Start with the last decision node: the incumbent’s choice of whether to fight or accommodate, assuming the entrant chooses to enter.
- If the incumbent chooses to fight, they will get a payoff of 40.
- If the incumbent chooses to accomodate, they will get a payoff of 60.
- Therefore, the incumbent will choose to accomodate when the entrant enters. Draw two lines through the branch where the incumbent fights because that branch will never be taken by the rational incumbent.

Back up to the entrant’s decision node. The entrant, anticipating that the incumbent will make the rational choice and accommodate if the entrant enters, faces this choice:
- Enter and get a payoff of 40
- Stay out and get a payoff of 0
- The entrant will choose to enter. Draw two vertical lines through the branch where the entrant stays out because that branch will never be taken by the rational entrant.

We’ve solved the game for the subgame perfect equilibrium: the entrant enters and the incumbent accommodates. Just like in the case of simultaneous games, the equilibrium is stable because no player can unilaterally switch strategies and realize a payoff gain.

24.2 Classwork 24

1) Market Entrant

Consider the same game as in example 1 in the workbook, but with new payoffs:
- Outcomes and payoffs for (entrant, incumbent):
  - Stay out: (0, 100)
  - Enter, fight: (-20, 50)
  - Enter, accomodate (30, 30)
Draw the game tree and solve for the SPE using backward induction. Draw two lines through branches you eliminate.
Consider again the same game as in example 1, but with new payoffs:
- Outcomes and payoffs for (entrant, incumbent):
  - Stay out: (0, 100)
  - Enter, fight: (X, Y)
  - Enter, accomodate (30, 30)
What conditions on X and Y must exist for the SPE to be (Enter, Fight)?

2) The Centipede Game

Two players alternate choosing to “Take” or “Pass”

If Take: Game ends
If Pass: Pot grows bigger

Payoffs grow as follows:
- Stage 1: (2,0) if Take, continue if Pass
- Stage 2: (0,4) if Take, continue if Pass
- Stage 3: (6,2) if Take, continue if Pass
- Stage 4: (4,8) if Take, end
Draw the game tree and solve for the SPE.
Suppose instead the payoffs for taking at stage 3 are (X, Y).

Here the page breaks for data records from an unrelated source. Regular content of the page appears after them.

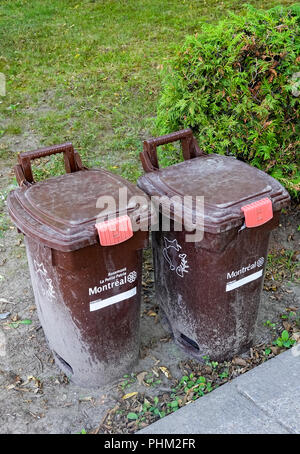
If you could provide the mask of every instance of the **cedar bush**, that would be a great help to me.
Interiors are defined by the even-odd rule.
[[[201,26],[164,68],[156,133],[190,127],[299,196],[299,31],[299,3]]]

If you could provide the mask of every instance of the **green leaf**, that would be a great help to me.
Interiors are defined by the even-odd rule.
[[[32,320],[25,319],[25,320],[20,320],[20,325],[31,325]]]
[[[178,407],[178,402],[177,402],[177,400],[172,400],[172,402],[171,402],[171,407],[172,407],[172,408]]]
[[[197,383],[205,383],[205,382],[206,382],[206,378],[205,378],[205,377],[202,377],[202,376],[201,376],[201,377],[199,377],[199,378],[197,379]]]
[[[138,415],[136,413],[128,413],[127,418],[130,420],[138,419]]]
[[[286,342],[288,339],[289,339],[289,332],[285,329],[284,331],[282,331],[281,333],[281,339]]]
[[[283,342],[283,346],[284,346],[285,348],[290,348],[290,346],[291,346],[291,341],[288,340],[288,341]]]
[[[19,325],[31,325],[32,321],[29,319],[17,320],[16,322],[9,323],[13,328],[18,328]]]

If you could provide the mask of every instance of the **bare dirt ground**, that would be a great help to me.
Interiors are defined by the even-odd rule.
[[[10,167],[2,168],[1,173],[3,187],[7,187],[12,177]],[[282,215],[270,246],[279,256],[282,251],[294,251],[288,263],[293,269],[299,264],[299,214],[299,207],[295,207]],[[10,313],[0,320],[0,433],[132,433],[153,422],[159,417],[153,406],[139,421],[128,418],[128,413],[137,414],[145,401],[154,402],[157,408],[160,402],[161,408],[168,408],[178,380],[199,365],[174,344],[161,324],[150,249],[145,251],[139,362],[131,375],[109,386],[83,389],[69,383],[54,363],[37,318],[22,235],[8,223],[0,238],[0,314]],[[255,347],[235,363],[227,364],[228,377],[218,379],[219,384],[266,360],[265,346],[272,345],[276,329],[277,333],[283,329],[280,314],[287,313],[286,308],[300,307],[299,285],[289,269],[280,261],[274,269],[271,267],[265,280],[268,290],[262,295]],[[31,323],[22,324],[21,320]],[[277,328],[264,326],[267,320],[278,323]],[[268,357],[279,352],[273,348]],[[205,367],[202,373],[214,372],[211,366]],[[179,406],[185,403],[179,401]]]

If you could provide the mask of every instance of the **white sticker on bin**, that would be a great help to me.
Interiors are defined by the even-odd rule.
[[[262,275],[263,275],[263,270],[259,270],[256,273],[252,273],[249,276],[243,277],[243,279],[239,279],[238,281],[228,282],[228,284],[226,284],[226,292],[230,292],[231,290],[234,290],[235,288],[248,284],[248,282],[255,281],[256,279],[260,278]]]
[[[127,300],[136,295],[136,287],[128,290],[127,292],[119,293],[118,295],[111,296],[104,300],[98,299],[90,302],[90,312],[103,309],[103,307],[111,306],[112,304],[119,303],[120,301]]]

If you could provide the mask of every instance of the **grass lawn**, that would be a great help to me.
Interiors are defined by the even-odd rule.
[[[19,151],[71,141],[85,164],[135,181],[165,59],[203,22],[246,3],[269,8],[294,1],[2,0],[2,164],[16,161],[15,141]],[[59,172],[58,162],[57,156],[38,162],[36,175]]]

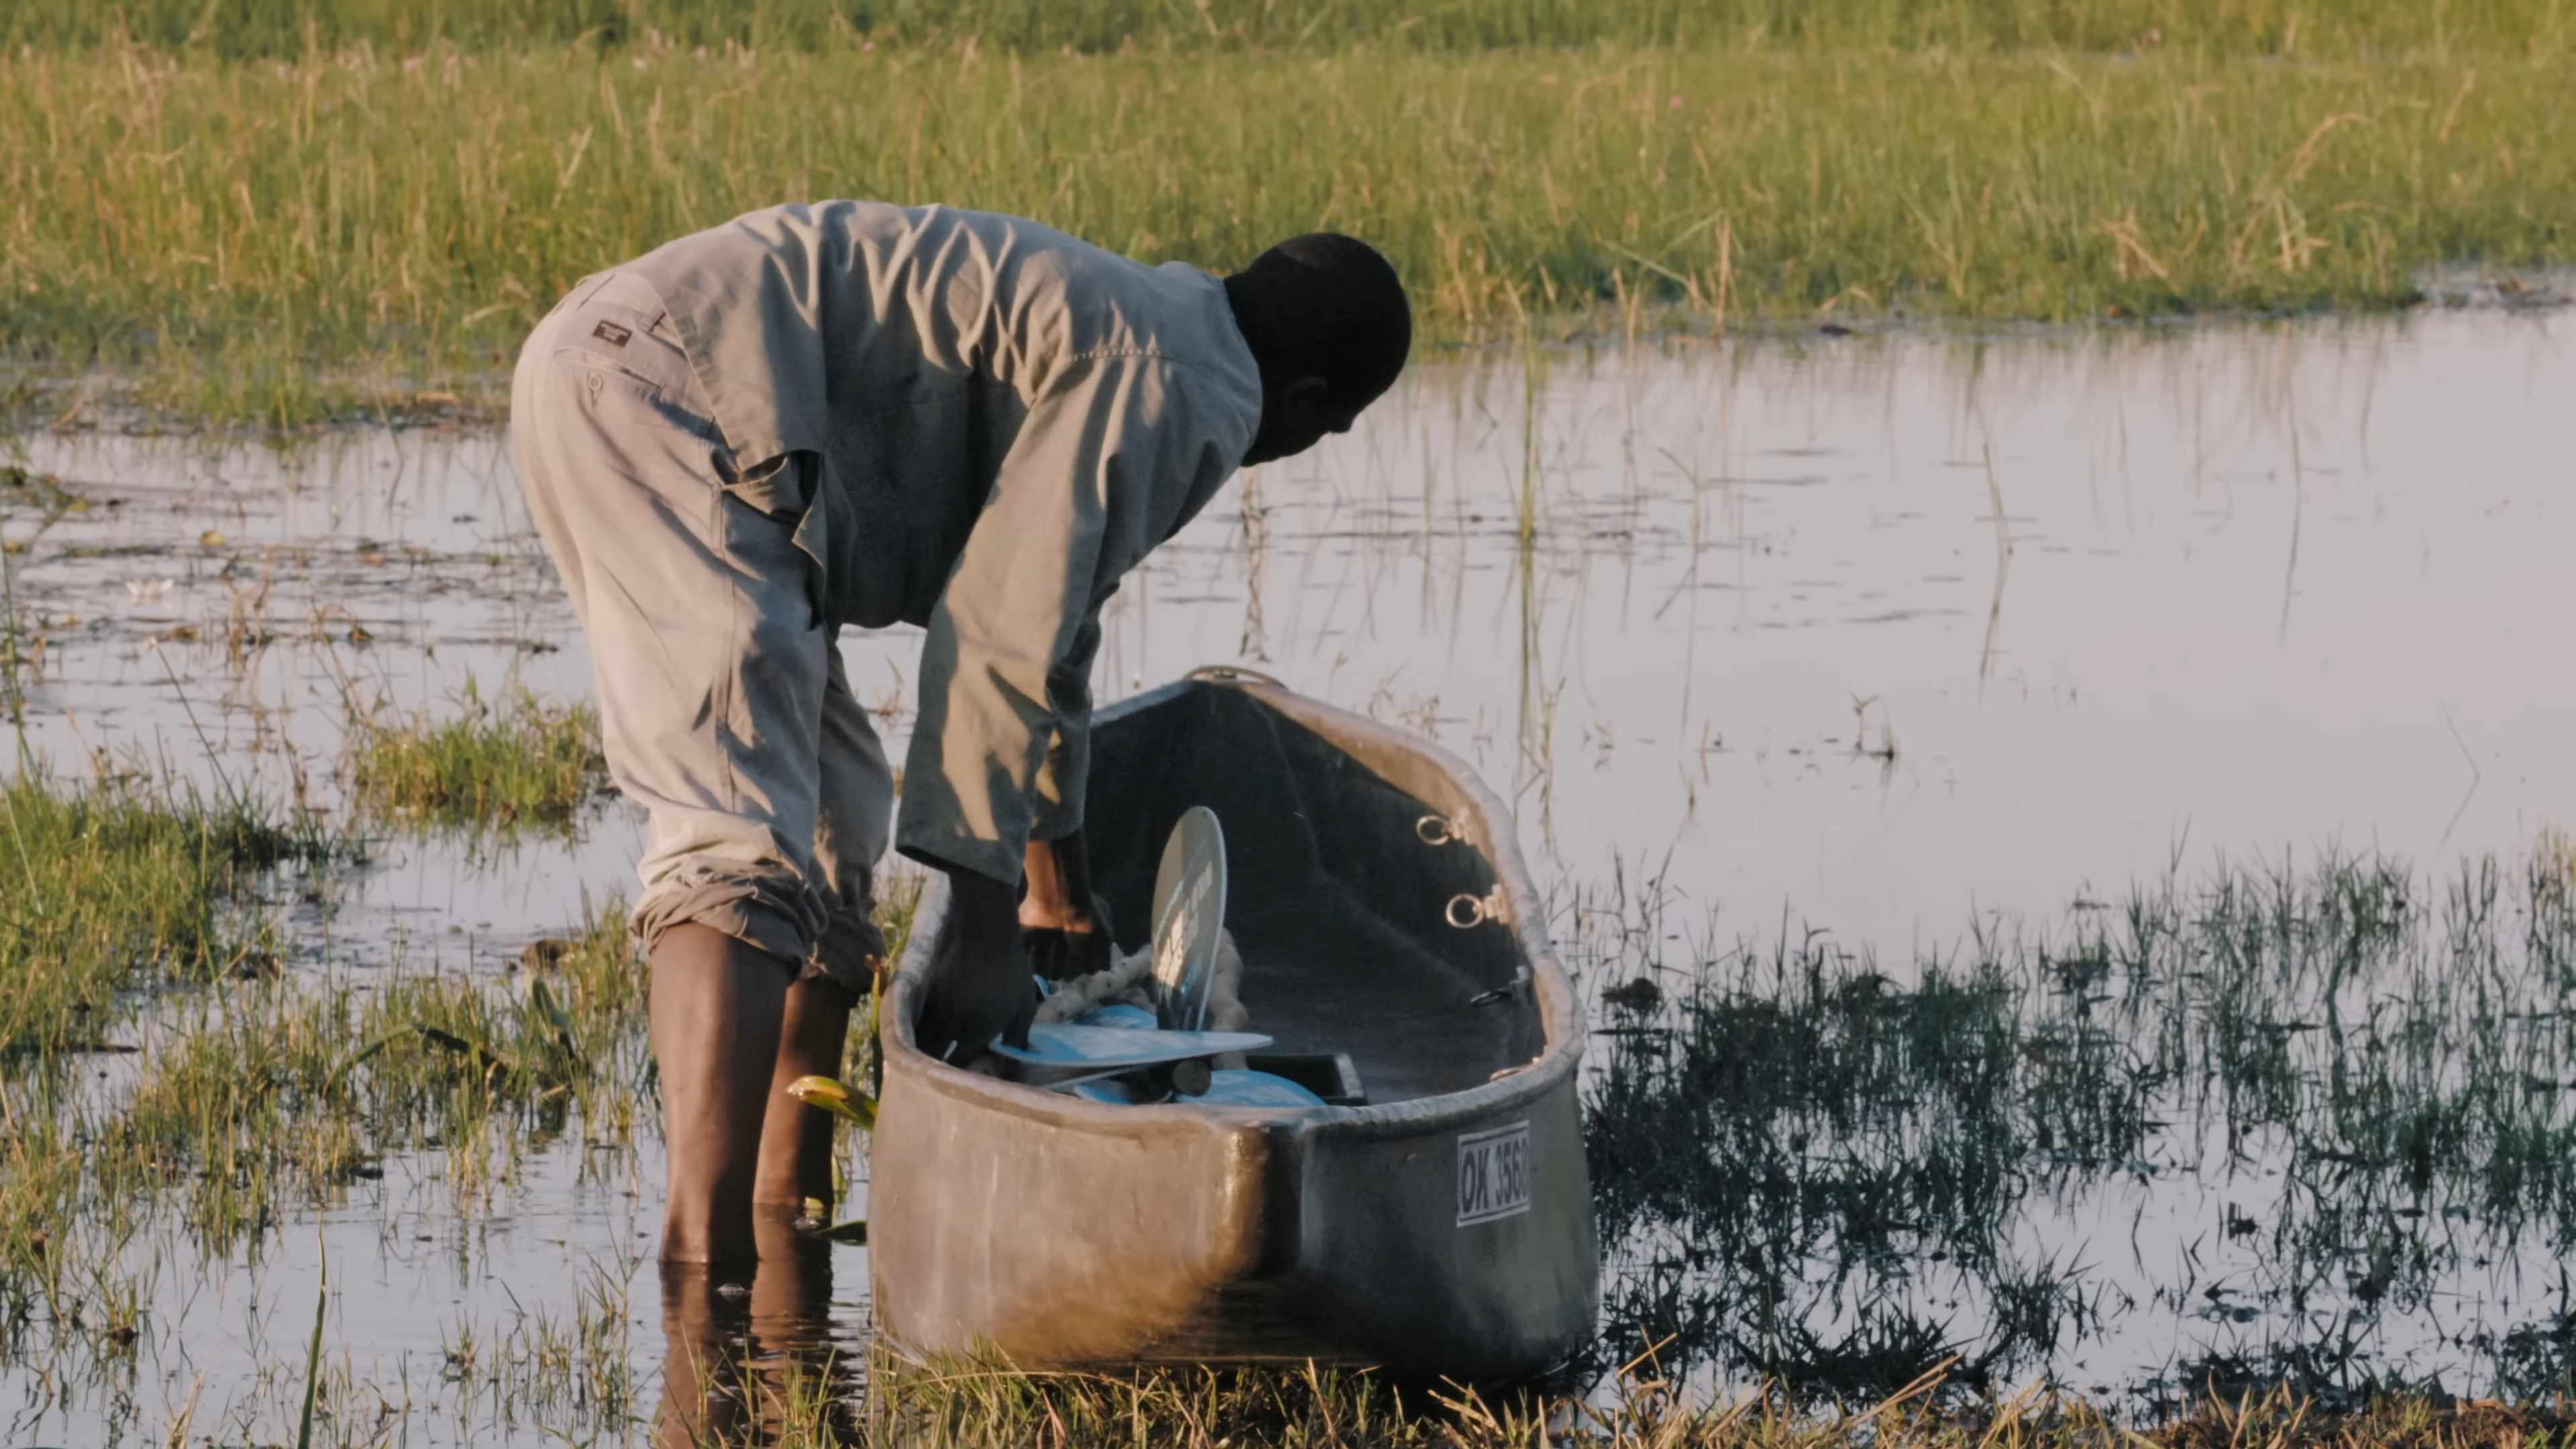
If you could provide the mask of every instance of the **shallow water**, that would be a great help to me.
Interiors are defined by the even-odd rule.
[[[1348,438],[1230,487],[1131,579],[1099,692],[1265,670],[1468,758],[1567,898],[1652,878],[1666,917],[1710,940],[1809,923],[1900,976],[1973,923],[2221,859],[2518,861],[2576,817],[2576,680],[2554,647],[2576,626],[2571,327],[2454,312],[1425,367]],[[0,532],[26,545],[17,607],[49,641],[30,733],[58,764],[140,751],[328,808],[352,707],[443,710],[469,681],[587,688],[497,437],[19,446],[83,508],[54,499],[47,521],[45,499],[0,494]],[[843,646],[898,748],[915,646]],[[298,908],[301,969],[497,971],[583,892],[622,889],[637,839],[613,804],[573,844],[383,838]],[[2304,1331],[2158,1304],[2195,1243],[2251,1251],[2211,1225],[2259,1216],[2271,1170],[2108,1173],[2034,1207],[2020,1250],[2081,1259],[2104,1303],[2133,1305],[2050,1367],[2153,1397],[2194,1344]],[[297,1373],[260,1375],[300,1372],[317,1244],[332,1353],[379,1385],[409,1375],[398,1437],[532,1437],[423,1386],[459,1325],[570,1321],[599,1273],[649,1406],[649,1142],[551,1149],[488,1217],[400,1185],[438,1172],[389,1162],[257,1265],[162,1245],[129,1362],[0,1370],[9,1437],[157,1437],[201,1369],[201,1416],[256,1405],[240,1412],[291,1437]],[[2371,1331],[2468,1387],[2476,1355],[2448,1340],[2529,1318],[2554,1261],[2463,1269],[2437,1307]],[[842,1254],[834,1320],[853,1335],[864,1277]]]

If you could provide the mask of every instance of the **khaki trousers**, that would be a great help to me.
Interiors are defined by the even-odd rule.
[[[510,441],[589,637],[608,769],[651,815],[635,931],[712,926],[853,991],[894,777],[794,535],[816,470],[741,466],[661,299],[609,273],[530,335]]]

Are there conditions on X and Y so that the players collaborate and grow the pot until stage 4? What are the conditions?

3) Product Quality Decisions

Consider sequential quality choices by two firms:

Firm 1 chooses High/Low quality first
Firm 2 observes and chooses High/Low second
Payoffs (Firm 1, Firm 2):
- High, High: (50, 40)
- High, Low: (30, 60)
- Low, High: (40, 30)
- Low, Low: (20, 20)
Draw the game tree and solve for the SPE.

Extra Credit: (+2 points)

Backward induction isn’t just for game theory—it’s a powerful tool for solving any problem with multiple sequential steps. Let’s look at a practical example:

Imagine a city map (shown in Figure 11.1) where:

Nodes represent intersections where drivers experience delays
Lines represent streets connecting these intersections
Numbers at each intersection show the delay time in minutes
The map connects residential areas to downtown parking lots

Our goal is simple: find the route from home to downtown that minimizes the total time spent waiting at intersections. You might think to solve this by checking every possible path—all 150 of them—and picking the fastest one. However, this brute-force approach is very inefficient.

Let’s instead use backward induction, by working from downtown (right side) to home (left side):

Start with the final intersections (rightmost boxes):
- Here, there are no choices to make—you simply face whatever delay is shown
Next, look at intersections one step from the end:
- Take the highlighted box in Figure 11.2 as an example
- At this intersection, you face:
  - 3 minutes of delay at your current position
  - Plus a choice: move up (8 minutes delay) or down (2 minutes delay)
  - Best choice: Go down, for a total delay of 3 + 2 = 5 minutes
Repeat this process for every intersection in that column:
- Calculate the total delay (current delay + best next move)
- Mark the best choice with an arrow (up or down)
- Write the minimum total delay in bold (as shown in Figure 11.3)

Use backward induction to solve the rest of the puzzle. Draw the optimal paths and report the lowest amount of time it takes to get to downtown from each of the six residential areas.